Pilot study of canakinumab (Ilaris) in steroid naïve children with Duchenne muscular dystrophy demonstrates safety and exploratory changes in potential serum protein response biomarkers.

Abstract

Background: Duchenne muscular dystrophy (DMD) is a progressive muscular disease associated with muscle fiber degeneration and increased inflammatory responses including Interleukin-1 beta (IL-1β) and other cytokines. Canakinumab (Ilaris) is an anti-human IL-1β monoclonal antibody that neutralizes IL-1β.

Methods: We completed an open-label, single dose pilot study of canakinumab 2 mg/kg subcutaneous injection in steroid naïve boys with DMD older than 2 years of age to determine safety and potential serum response biomarkers of efficacy at 4-weeks post treatment. Proteome profiling was performed using high throughput multiplexing aptamer SomaScan assay based technology targeting 1,500 unique serum proteins.

Results: Three subjects completed the study with no adverse events reported and no significant changes in safety labs. Proteomic analysis within 4 weeks of treatment identified significantly decreased inflammation associated factors including plasma serine protease inhibitor, interleukin-6 receptor alpha, Lymphocyte antigen 86, Immunoglobulin D and myostatin. Significantly increased proteins included muscle-associated proteins aldolase A and lactate dehydrogenase B.

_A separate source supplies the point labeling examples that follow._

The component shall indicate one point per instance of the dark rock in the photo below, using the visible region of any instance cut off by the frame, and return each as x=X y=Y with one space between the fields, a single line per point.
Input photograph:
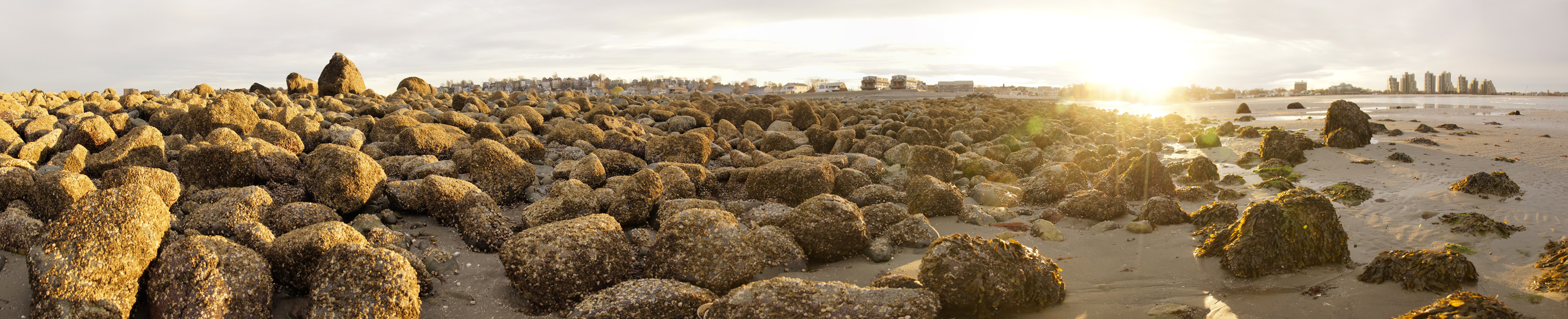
x=1017 y=277
x=827 y=299
x=643 y=299
x=341 y=76
x=1297 y=229
x=546 y=268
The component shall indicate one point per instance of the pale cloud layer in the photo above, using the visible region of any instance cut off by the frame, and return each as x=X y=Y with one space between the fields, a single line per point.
x=1236 y=44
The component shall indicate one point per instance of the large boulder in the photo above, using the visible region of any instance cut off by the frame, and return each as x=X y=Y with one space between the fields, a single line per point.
x=1347 y=126
x=551 y=268
x=785 y=298
x=358 y=280
x=712 y=250
x=341 y=76
x=643 y=299
x=1297 y=229
x=792 y=181
x=90 y=263
x=342 y=178
x=977 y=277
x=209 y=276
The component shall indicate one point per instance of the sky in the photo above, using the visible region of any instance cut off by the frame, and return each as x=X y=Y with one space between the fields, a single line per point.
x=170 y=44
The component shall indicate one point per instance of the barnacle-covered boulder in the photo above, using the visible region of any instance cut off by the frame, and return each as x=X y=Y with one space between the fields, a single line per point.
x=1421 y=269
x=785 y=298
x=977 y=277
x=643 y=299
x=1495 y=183
x=551 y=266
x=1297 y=229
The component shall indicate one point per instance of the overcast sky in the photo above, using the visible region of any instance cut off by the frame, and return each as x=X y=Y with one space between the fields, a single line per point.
x=63 y=44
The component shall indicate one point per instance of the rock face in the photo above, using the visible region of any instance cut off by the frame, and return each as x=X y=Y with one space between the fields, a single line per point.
x=1017 y=277
x=712 y=250
x=1421 y=269
x=300 y=85
x=88 y=265
x=356 y=280
x=416 y=85
x=209 y=276
x=1299 y=229
x=546 y=263
x=791 y=181
x=1347 y=126
x=643 y=299
x=827 y=299
x=342 y=178
x=341 y=76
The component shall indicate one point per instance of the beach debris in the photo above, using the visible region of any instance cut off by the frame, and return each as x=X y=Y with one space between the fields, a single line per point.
x=643 y=299
x=1476 y=224
x=794 y=296
x=1347 y=126
x=1401 y=157
x=1493 y=183
x=1465 y=304
x=1347 y=192
x=1297 y=229
x=1421 y=140
x=1421 y=271
x=1554 y=263
x=1017 y=277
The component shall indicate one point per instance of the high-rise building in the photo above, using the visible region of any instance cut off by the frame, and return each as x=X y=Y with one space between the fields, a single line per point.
x=1429 y=84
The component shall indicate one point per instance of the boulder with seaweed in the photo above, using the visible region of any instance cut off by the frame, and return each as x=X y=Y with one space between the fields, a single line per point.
x=1297 y=229
x=1347 y=192
x=1474 y=224
x=1421 y=269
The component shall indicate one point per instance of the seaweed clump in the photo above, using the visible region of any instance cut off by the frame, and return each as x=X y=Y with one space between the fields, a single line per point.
x=1297 y=229
x=1347 y=192
x=1495 y=183
x=1421 y=269
x=1474 y=224
x=1465 y=304
x=1556 y=265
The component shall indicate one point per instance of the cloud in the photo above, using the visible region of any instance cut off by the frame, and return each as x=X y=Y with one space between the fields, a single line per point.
x=1238 y=44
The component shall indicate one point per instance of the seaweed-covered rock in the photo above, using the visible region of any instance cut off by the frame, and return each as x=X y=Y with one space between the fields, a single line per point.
x=1465 y=304
x=1347 y=126
x=712 y=250
x=1093 y=205
x=1297 y=229
x=792 y=181
x=1495 y=183
x=1347 y=192
x=1476 y=224
x=1554 y=263
x=358 y=280
x=548 y=265
x=90 y=260
x=786 y=296
x=1282 y=145
x=1401 y=157
x=643 y=299
x=209 y=276
x=932 y=197
x=977 y=277
x=1421 y=269
x=1164 y=211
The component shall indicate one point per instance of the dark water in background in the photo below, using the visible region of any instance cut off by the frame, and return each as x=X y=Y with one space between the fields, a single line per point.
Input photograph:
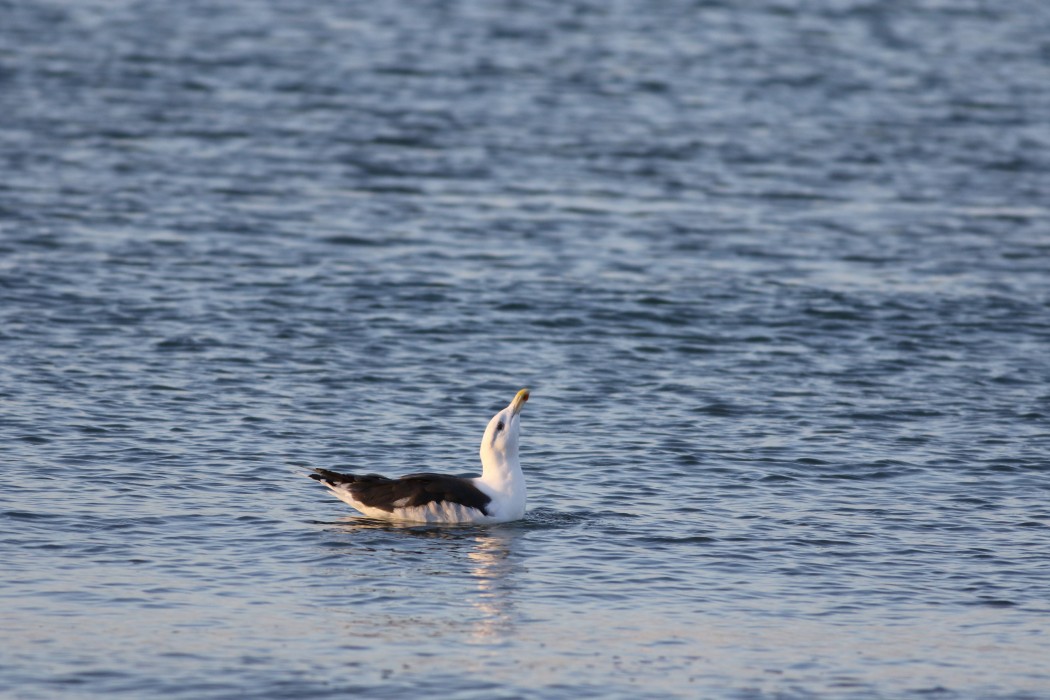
x=777 y=273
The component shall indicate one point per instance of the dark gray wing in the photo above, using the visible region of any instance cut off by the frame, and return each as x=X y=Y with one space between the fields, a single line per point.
x=407 y=491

Conclusions: Canakinumab 2 mg/kg dose is safe for children with DMD and demonstrated potential response biomarkers of efficacy in treating related muscle disease. Canakinumab did not affect the circulating levels of IL-1β but did decrease some key proinflammatory markers and myostatin. Increased muscle specific proteins could be associated with increased physical activities or damage seen in young patients with DMD. Further studies using canakinumab for a longer treatment period may demonstrate increased benefit.